Publisher's Synopsis
The raw material for these vignettes came from hundreds of interviews with Soviet refugees, conducted by the Harvard Refugee Interview Project in 1950-1951. These data were later supported by work at the Harvard Russian Research Center and at the M.I.T. Center for International Studies, and from information from the Soviet press.
These nine Soviet portraits are of role-types of Russians in the middle ranks of Soviet society in the post-war era. Dr. Bauer believes that this is the crucial group to examine in order to appreciate the problems of social control in the Soviet Union. Members of this group respond to a pattern of more limited incentives and personal motives. At the same time, the contributions of these people are of first importance to the functioning of the Soviet system, and the degree of skill required of them is considerable.
Nine Soviet Portraits is a study of how these individuals live in a totalitarian society, of the mechanisms of accommodation which they adopt in an almost impossible situation. This book introduces to the general reader some of the basic social and psychological dynamics of Soviet society.

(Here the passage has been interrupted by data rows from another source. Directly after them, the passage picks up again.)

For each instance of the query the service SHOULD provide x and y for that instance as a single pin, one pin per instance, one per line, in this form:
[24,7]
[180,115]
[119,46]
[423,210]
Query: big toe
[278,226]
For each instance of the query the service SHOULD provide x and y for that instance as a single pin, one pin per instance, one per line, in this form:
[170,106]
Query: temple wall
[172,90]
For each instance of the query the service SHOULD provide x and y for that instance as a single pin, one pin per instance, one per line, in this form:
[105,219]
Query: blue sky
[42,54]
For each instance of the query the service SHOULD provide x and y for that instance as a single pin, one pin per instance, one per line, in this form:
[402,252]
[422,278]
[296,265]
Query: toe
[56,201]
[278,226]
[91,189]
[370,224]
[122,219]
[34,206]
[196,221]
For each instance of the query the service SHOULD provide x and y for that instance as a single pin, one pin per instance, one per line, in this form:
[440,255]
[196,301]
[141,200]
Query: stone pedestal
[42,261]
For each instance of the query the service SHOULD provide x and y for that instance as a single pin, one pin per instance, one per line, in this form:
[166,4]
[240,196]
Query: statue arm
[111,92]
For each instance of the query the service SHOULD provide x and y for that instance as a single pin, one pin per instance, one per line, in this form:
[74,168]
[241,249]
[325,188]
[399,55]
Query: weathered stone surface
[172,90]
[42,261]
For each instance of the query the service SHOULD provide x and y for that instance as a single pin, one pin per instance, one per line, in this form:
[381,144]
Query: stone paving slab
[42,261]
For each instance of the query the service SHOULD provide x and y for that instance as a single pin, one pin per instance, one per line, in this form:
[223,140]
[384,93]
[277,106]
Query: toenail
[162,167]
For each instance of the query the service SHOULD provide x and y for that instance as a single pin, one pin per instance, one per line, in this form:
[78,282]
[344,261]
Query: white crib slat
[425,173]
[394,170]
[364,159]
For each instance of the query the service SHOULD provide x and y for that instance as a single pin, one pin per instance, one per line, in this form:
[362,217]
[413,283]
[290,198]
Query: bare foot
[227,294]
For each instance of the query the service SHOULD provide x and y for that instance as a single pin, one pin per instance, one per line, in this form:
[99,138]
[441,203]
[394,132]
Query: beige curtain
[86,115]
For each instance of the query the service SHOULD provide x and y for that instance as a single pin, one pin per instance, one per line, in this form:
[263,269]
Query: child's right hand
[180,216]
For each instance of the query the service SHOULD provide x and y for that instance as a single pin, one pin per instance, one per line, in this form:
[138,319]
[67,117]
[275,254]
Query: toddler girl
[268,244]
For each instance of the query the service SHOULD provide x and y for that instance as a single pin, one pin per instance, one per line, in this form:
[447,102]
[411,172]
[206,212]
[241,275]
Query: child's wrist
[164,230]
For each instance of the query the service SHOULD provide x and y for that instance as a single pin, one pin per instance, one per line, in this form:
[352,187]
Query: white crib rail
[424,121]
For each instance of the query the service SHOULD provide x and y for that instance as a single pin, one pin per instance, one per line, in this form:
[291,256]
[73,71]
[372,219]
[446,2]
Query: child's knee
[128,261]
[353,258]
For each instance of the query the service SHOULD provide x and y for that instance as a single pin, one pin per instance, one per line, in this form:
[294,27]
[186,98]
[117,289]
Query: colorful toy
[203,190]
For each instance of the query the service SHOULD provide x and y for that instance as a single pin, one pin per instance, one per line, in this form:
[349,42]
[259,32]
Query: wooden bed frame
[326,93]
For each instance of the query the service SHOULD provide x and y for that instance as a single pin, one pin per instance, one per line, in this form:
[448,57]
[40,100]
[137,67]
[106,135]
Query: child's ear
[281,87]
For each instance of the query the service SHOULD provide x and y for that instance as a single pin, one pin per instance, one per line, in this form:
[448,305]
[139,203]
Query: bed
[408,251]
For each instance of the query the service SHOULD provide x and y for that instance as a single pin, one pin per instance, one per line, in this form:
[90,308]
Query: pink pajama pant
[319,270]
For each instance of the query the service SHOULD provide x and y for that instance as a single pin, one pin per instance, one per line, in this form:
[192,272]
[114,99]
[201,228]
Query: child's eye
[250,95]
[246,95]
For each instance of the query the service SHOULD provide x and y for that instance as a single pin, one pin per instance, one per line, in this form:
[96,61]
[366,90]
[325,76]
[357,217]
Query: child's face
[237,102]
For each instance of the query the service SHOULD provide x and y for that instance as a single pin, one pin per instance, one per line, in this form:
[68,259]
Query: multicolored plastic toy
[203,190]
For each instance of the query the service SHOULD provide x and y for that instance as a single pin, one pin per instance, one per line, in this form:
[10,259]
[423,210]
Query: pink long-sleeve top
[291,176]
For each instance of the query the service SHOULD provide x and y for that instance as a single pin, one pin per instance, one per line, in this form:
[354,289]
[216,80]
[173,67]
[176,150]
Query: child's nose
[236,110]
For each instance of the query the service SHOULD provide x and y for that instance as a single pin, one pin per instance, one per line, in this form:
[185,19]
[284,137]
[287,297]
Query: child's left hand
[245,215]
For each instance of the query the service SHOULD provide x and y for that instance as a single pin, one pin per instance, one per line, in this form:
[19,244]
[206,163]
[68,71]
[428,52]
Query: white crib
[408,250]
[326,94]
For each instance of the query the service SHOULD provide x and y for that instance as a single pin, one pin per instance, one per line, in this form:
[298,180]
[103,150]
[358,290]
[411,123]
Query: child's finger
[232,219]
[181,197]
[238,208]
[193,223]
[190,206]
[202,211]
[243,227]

Not all of the characters or the concepts in this volume will be foreign to the reader. The reader will discover many familiar personalities and situations in these sketches. The Soviet Union is a modern industrial society, and all industrial societies have features in common. This is what makes Nine Soviet Portraits such fascinating reading: it gives compelling insights into the men and women who live behind the Iron Curtain and the social and psychological dynamics which motivate them, and offers an unusual perspective in which to view our own society.